The robust end of quarter rally in the stock market has come on strong breadth numbers, meaning that the number of advances has exceeded the number of declines in a big way. When this happens over a period of days, it can constitute a “breadth thrust”.
Different technicians have different definitions for what constitutes a breadth thrust, but to my knowledge the first person to coin that term was Martin Zweig. He talked about a breadth thrust as quatified by a unique indicator tied to the number of advances and declines. Zweig would calculate what he called a 10-day exponential moving average (EMA) of the number of advances divided by advances plus declines, or A/(A+D). In the original terminology of P.N. Haurlan, who first introduced EMAs to the study of price series, a 10-day EMA is an 18% Trend, meaning that 18% is the smoothing constant applied to each new day’s data.
Zweig would say that a breadth thrust occurs when this 10-day EMA dips below a value of 0.40 and then rises above 0.615 within 10 trading days. Such a big reversal signals a huge shift in the momentum of the breadth data, and it shows that there is enough money coming into the market to lift the majority of stocks in a persistent way.
The instances of a qualifying breadth thrust event according to Zweig’s definition are exceedingly rare. By our count, there have only been a handful of actual qualifying signals over several decades.
Gerald Appel adapted Zweig’s idea of a breadth thrust signal, ignoring the requirement to dip below 0.40, but focusing on the rise above a value of 0.615. Appel adapted that to a mechanical trading system he developed in the 1980s, and called such high readings a “breadth thrust continuation signal”. The idea was that when you see one of these, it constitutes a sign that liquidity is so plentiful that any signals to go short in the system would likely not work out very well. So for some period after such a signal, one should ignore any system-generated signals to go short.
This week’s strong breadth data produced a reading of 0.658 as of July 1, which is well above the 0.615 threshold. But as the chart shows, these high readings do not always work out as signals that an uptrend is going to last for a while longer. Sometimes they can mark blowoffs, and this phenomenon of having blowoff market rallies has been much more prevalent in the last few years. A lot of old standards for high and low thresholds have changed lately, thanks to algorithmic trading, the elimination of the uptick rule, and other changes.
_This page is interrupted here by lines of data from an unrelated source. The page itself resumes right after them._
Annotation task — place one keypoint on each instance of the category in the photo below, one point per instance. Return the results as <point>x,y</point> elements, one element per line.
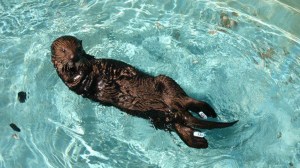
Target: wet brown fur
<point>112,82</point>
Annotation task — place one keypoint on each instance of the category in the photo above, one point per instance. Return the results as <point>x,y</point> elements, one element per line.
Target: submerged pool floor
<point>242,57</point>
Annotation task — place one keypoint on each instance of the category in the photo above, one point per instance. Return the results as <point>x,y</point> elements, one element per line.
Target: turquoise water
<point>243,57</point>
As an example, from 1995 to 2002, there were only two instances of this indicator going above 0.615. They happened in May and June of 1997, and they correctly foretold the continuation of the rally that was underway then. But since 2007, when the uptick rule was eliminated, we have seen 17 of these signals, and the reliability is not as good as it once was. I have labelled in the chart 3 notable examples of when a supposed continuation signal actually constituted the peak of a snapback rally that was followed by a retest of the preceding low, or worse.
So while I generally applaud the appearance of consistently strong breadth data, I get increasingly suspicious based on these failures, especially when the rally comes at the end of a quarter as portfolio managers are madly trying to reallocate their assets to make up for the underperformance of stocks and the outperformance of bonds.
I also get suspicious when the rally goes against the script of what is supposed to be happening based on seasonal factors, and based on great leading indications like the one I discussed back on May 27. A rally at the wrong time, even with gobs of positive breadth going for it, can often result in the market working extra hard to get itself back on track.